In its judgment of 25 July 2018 (C-679/16), the European Court of Justice (ECJ) decided through a preliminary ruling that persons with severe disabilities may be entitled to personal assistance even if they are studying in another Member State and refusing such assistance is incompatible with the right of free movement of workers under Article 21 of the Treaty on the Functioning of the European Union (TFEU). 

What was this case about?

The plaintiff, who is severely disabled, had applied for personal assistance with everyday activities, such as shopping, cleaning and laundering, in his home town of Espoo, based on the Finnish Disability Services Law. The applicant would be spending three or four days a week in the Estonian capital of Tallin, but return to Espoo on the weekends after starting a three-year law course. 

 

The application was refused by the Finnish authorities on the ground that the planned stay abroad should not be considered as occasional residence, even though his home municipality had not changed. 

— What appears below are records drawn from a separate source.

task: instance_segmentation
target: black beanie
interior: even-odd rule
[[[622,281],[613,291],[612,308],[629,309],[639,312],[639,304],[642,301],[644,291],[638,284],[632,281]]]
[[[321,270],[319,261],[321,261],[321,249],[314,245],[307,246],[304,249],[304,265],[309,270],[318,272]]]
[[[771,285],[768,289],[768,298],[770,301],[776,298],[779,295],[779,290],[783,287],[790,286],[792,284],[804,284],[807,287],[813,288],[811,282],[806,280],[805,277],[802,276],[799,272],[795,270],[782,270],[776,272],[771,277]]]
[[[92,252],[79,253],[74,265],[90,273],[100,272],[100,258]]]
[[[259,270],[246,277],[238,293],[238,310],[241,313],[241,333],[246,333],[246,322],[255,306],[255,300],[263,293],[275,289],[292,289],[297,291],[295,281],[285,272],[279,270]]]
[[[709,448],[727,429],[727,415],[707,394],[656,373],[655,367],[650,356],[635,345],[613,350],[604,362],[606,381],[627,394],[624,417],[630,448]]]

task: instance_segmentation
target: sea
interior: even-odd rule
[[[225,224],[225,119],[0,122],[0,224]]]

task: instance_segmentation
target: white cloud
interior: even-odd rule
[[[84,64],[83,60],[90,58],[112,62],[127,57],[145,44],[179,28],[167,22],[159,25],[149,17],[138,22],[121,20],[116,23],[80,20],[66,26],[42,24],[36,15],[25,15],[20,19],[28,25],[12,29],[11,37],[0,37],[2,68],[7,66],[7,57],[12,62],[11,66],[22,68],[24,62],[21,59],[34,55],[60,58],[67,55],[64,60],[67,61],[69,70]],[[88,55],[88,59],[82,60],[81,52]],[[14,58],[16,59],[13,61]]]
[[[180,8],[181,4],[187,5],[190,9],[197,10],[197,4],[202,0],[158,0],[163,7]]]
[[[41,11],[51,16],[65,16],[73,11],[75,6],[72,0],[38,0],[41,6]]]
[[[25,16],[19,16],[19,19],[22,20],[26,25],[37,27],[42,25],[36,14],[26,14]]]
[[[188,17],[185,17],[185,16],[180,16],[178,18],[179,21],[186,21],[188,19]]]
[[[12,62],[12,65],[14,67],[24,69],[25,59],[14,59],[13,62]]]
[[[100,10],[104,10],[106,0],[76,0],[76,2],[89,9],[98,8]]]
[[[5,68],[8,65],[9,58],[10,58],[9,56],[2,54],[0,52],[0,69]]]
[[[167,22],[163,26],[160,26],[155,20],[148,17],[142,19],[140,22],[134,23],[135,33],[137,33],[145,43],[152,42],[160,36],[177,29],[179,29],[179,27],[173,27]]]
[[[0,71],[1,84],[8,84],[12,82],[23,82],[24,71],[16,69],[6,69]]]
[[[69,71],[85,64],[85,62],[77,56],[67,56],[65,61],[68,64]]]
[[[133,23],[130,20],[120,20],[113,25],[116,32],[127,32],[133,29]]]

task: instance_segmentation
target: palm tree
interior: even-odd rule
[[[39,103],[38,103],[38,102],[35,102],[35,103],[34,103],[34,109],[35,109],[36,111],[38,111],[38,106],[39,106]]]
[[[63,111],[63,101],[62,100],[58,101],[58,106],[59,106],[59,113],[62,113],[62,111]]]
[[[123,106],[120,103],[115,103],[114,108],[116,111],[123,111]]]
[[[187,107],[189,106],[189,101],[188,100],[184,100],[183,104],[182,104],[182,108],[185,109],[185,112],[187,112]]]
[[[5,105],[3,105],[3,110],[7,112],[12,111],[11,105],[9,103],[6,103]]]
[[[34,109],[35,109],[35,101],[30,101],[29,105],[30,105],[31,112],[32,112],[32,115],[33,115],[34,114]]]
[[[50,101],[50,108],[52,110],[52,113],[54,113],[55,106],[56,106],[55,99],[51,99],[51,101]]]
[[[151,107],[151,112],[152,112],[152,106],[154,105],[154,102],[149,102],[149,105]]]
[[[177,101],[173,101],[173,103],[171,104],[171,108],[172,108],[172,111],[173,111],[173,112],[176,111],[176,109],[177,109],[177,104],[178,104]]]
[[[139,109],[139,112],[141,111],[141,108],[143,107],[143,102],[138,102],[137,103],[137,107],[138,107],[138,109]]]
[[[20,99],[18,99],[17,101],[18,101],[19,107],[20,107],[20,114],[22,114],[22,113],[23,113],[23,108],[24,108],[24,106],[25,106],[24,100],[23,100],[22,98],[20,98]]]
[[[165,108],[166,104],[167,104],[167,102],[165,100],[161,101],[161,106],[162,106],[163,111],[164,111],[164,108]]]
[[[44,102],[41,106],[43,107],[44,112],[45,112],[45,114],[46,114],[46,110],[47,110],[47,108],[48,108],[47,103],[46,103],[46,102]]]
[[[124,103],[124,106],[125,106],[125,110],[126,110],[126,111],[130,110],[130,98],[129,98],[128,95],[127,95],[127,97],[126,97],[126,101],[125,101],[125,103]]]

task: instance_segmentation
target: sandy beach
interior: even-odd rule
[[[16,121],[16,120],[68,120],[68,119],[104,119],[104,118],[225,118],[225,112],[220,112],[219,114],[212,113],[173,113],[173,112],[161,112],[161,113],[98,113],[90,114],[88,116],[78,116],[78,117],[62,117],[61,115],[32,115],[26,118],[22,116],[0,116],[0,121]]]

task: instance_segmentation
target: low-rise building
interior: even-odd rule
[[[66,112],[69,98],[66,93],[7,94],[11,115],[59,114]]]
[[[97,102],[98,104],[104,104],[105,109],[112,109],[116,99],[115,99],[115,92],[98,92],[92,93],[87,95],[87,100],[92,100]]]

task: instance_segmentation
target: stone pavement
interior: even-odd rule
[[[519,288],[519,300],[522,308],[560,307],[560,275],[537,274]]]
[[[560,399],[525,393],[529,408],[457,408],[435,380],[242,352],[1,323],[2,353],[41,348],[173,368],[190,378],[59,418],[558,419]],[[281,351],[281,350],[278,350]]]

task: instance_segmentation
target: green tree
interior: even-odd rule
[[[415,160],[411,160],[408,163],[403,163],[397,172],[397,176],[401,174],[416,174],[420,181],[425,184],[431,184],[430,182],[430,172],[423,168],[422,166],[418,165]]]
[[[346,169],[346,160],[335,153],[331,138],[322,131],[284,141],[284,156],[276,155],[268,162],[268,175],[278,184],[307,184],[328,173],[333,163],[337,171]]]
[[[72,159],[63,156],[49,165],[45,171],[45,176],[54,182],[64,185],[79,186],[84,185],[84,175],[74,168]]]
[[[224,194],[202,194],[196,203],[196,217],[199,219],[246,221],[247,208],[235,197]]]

Questions submitted for a preliminary ruling

The plaintiff appealed against the decision of the Finnish authorities. Thus, the Finnish Supreme Administrative Court referred the following questions to the ECJ for a preliminary ruling. 

 

First of all, the Supreme Administrative Court wished to clarify whether Regulation (EC) No 883/2004 on the coordination of social security systems applies and asked whether personal assistance for everyday life was to be regarded as a ‘sickness benefit’ within the meaning of Article 3(1)(a) of the Regulation. 

 

In the event that the Coordination Regulation does not apply, the Supreme Administrative Court wished to know whether the refusal to provide personal assistance in another Member State in which the person concerned was studying constitutes a restriction on the right of free movement for EU citizens under Article 21(1) TFEU. 

ECJ ruling

The ECJ judges concluded that a benefit such as the personal assistance at issue in the main proceedings, which, inter alia, involves covering the expenses arising from the everyday activities of the disabled person, and which enable this economically inactive person to study, does not fall under the concept of a ‘sickness benefit’ within the meaning of Article 3(1) of Regulation (EC) No 883/2004 on the coordination of social security systems and is therefore excluded from the scope of the Regulation. 

 

According to the ECJ judges, the goal of personal assistance is not to improve the health of the person concerned. Rather, personal assistance serves to help people with disabilities make their own choices in everyday life, work and study, leisure activities, social participation and social interaction. 

Furthermore, the judges held that refusing personal assistance solely on the ground that the higher education course which the applicant intended to take took place in a Member State other than Finland is a restriction on the freedom afforded to every EU citizen by Article 21(1) TFEU to move and reside within the territory of the Member States. 

 

Such a restriction can be justified only if it is based on objective considerations of general interest which are independent of the nationality of the persons concerned such as protecting the balance of the national social security system against excessive expenditure. These considerations should also be proportionate to the objective legitimately pursued by national law. However, in the case at hand, there were no grounds justifying a restriction on the free movement of persons.